When the purchaser asked how he could help, Pugh again suggested he “write a check to Healthy Holly, this time for $100,000,” prosecutors wrote.
Grant previously acknowledged writing this check, with “book donation” in the memo line.
Purchaser G “understood from Pugh’s representations to him that Pugh would use the money to produce and distribute Healthy Holly books, with the balance of the money going toward the purchase of a new house,” prosecutors wrote.
She took the money, deposited it, and used none of it to print books, prosecutors wrote.
Asked about the findings related to Purchaser G and Pugh, and whether they portended more charges to come or an ongoing investigation, U.S. Attorney Robert K. Hur would say only that “the public should be confident that we are conducting a very, very thorough investigation,” and that prosecutors “are continuing to look at all of the possible criminal charges that can be filed.”
In response to additional inquiries as to the nature of the payments to Pugh, and whether any of them reflected a quid pro quo arrangement, Hur said they were “very interesting questions, but not ones I can answer at this moment.”
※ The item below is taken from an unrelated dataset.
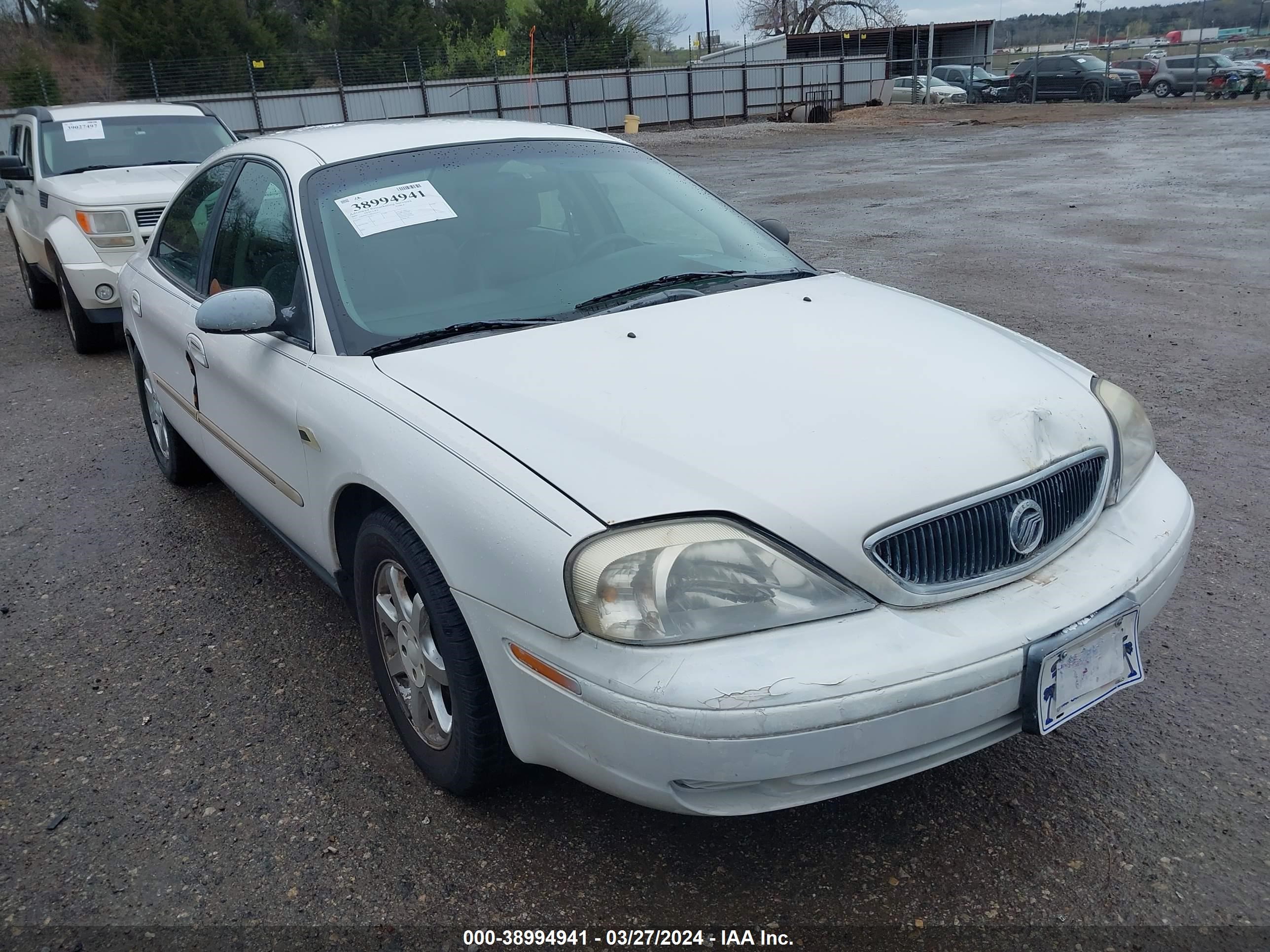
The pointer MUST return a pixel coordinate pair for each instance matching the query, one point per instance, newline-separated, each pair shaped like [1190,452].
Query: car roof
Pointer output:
[106,111]
[356,140]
Other purchases were made by:
- The University of Maryland Medical System, a private nonprofit system of hospitals, paid $500,000 for 100,000 books, though Pugh returned $100,000;
- Insurer Kaiser Permanente paid $114,000 for 20,000 books;
- Frederick Family Trust Foundation, which paid $50,000 for 5,000 books
- CareFirst BlueCross BlueShield paid $14,000 for 2,000 books;
- The Maryland Auto Insurance Fund, or MAIF, a state-established organization for hard-to-insure drivers, paid $12,500 for 600 books;
- Chicago-based Ariel Investments paid $3,680 for 400 books.
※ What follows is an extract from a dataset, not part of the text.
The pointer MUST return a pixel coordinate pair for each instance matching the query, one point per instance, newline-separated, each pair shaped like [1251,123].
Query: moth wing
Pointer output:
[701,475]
Four of the outfits — CareFirst, MAIF, Ariel and the Frederick Family Trust — purchased books via donations to Associated Black Charities from 2011 to 2016. Grant made the $14,000 payment through the nonprofit.
The ABC donors purchased a total of 10,000 books for a combined $87,180, of which ABC retained $9,552. ABC has said it distributed 4,100 books, discarded 400 because they were water-damaged and left 5,500 books to Pugh’s Healthy Holly LLC to distribute.
The indictment alleges Pugh at times dictated how much of the donations she would receive and how much ABC could keep for expenses, though the purchasers did not agree to those terms.
Among those who purchased books through ABC, CareFirst declined to comment and MAIF, Ariel and the Frederick trust did not respond to request for comment. The University of Maryland Medical System also declined to comment.
Kaiser said in a statement: “We continue to cooperate with the ongoing investigation.”
The indictment says Pugh promised to print and deliver books and took purchasers’ money. But prosecutors allege she either didn’t intend to provide the books or, in some cases, “provided purchasers with books that had already been sold and delivered to a different purchaser.”
Pugh allegedly stored books on city property, including the mayor’s office, a public storage locker used by her campaign and her own property, including her car. The indictment says she paid associates to move them around.
Purchasers were told the books were intended to go to youth groups, day care centers and other child-oriented places, and some did.
The indictment also says Pugh donated thousands of copies of the books to the Baltimore City Public Schools, per an agreement with the University of Maryland Medical System, but officials there never used them in class because they identified grammatical and spelling errors. In some cases, Pugh collected those books for redistribution.
Pugh is expected to turn herself in to U.S. marshals and appear Thursday in U.S. District Court in Baltimore.